Le projet de loi recherche adopté dans un climat de défiance
Maintes fois repoussé, le projet de loi sur la recherche qui prévoit un investissement de 25 milliards d'euros sur 10 ans pour redonner du souffle au système, a été adopté mercredi 22 juillet en conseil des ministres sur fond de vives contestations contre une réforme jugée “en trompe l'oeil”. Fruit de 18 mois de discussions et d'auditions, plusieurs fois reportée, la loi de programmation pluriannuelle de la recherche (LPPR) avait été lancée par Edouard Philippe en février 2019. Elle doit désormais être débattue au Parlement en septembre 2020. Son ambition : donner du "temps, de la visibilité et des moyens" à un système fragilisé par un déficit chronique d'investissement, et remettre la France sur les rails de la compétition scientifique mondiale. Les 25 milliards d'euros doivent être injectés par étapes sur les dix prochaines années via une montée en charge progressive: 400 millions en 2021, 800 millions en 2022, 1,2 milliard en 2023... Avec l'objectif, en 2030, d'un budget annuel de 20 milliards d'euros par an, soit 5 milliards de plus qu'actuellement. Ce projet de loi, présenté par Frédérique Vidal en conseil des ministres ce mercredi 22 juillet 2020, a changé de nom : il s’appelle désormais projet de "loi de programmation de la recherche pour les années 2021 à 2030 et portant diverses dispositions relatives à la recherche et à l’enseignement supérieur".

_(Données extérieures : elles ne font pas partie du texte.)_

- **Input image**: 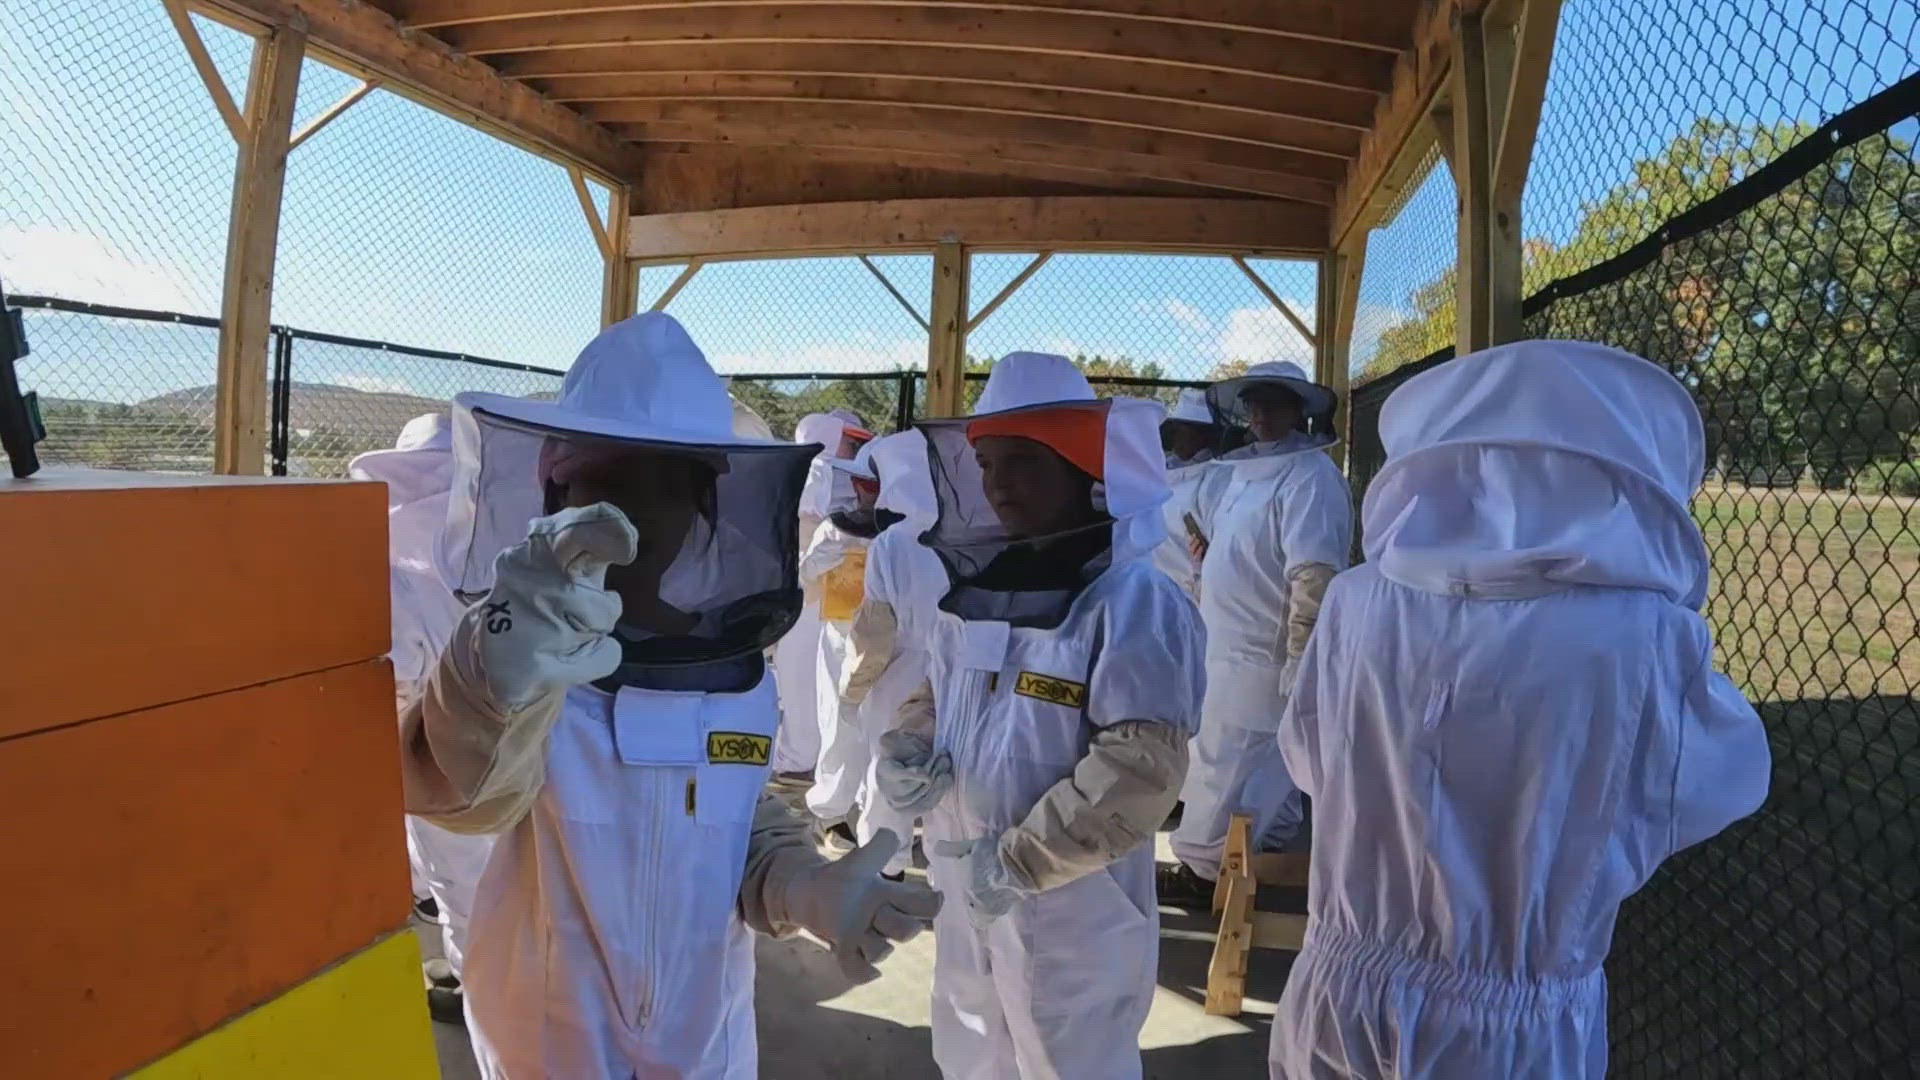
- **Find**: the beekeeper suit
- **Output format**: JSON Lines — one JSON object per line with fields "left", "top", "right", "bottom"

Plusieurs instances consultées ces dernières semaines ont émis des critiques : le Conseil économique, social et environnemental (Cese) dans un avis en juin 2020 considère que l'investissement n'était "pas à la hauteur des défis". L'Académie des sciences a également fait part de sa "déception".
"Personne sans solution à la rentrée !"
Alors que la rentrée s’annonce exceptionnelle en raison de la démographie et d’un taux exceptionnel de réussite au bac, Frédérique Vidal, invitée de France Culture le 22 juillet 2020, a répété son slogan : “Personne sans solution à la rentrée ! C’est pourquoi nous avons mobilisé les lycées professionnels, des places en BTS, 3.000 places supplémentaires, dans tous les établissements d’enseignement supérieur susceptibles d’accueillir tous ces jeunes.
Lors de cet entretien, la ministre a rappelé son attachement à “l’enseignement en présentiel : le numérique peut apporter beaucoup mais il y a dans l'enseignement une part d’interaction. Pour le moment nous en sommes aux règles suivantes : “distanciation sociale, port du masque et puis néanmoins nous avons investi une trentaine de millions d’euros pour préparer des cours à distance pour la rentrée”.
Concernant Parcours Sup, Frédérique Vidal a compté 50.000 jeunes, inscrits sur la plateforme la semaine dernière parmi lesquels “9.500 jeunes ont confirmé leur souhait d’accéder à l’enseignement supérieur. “Nous avons obtenu les financements pour avoir 10.000 places supplémentaires pour l’année prochaine dans des filières les plus demandées”, a t-elle ajouté, notamment “les paramédicales”. “Nous travaillons avec les régions qui sont en charge du financement des écoles d’infirmiers et d’infirmières pour pouvoir augmenter par exemple de 2.000 places ces écoles”, a-t-elle ajouté.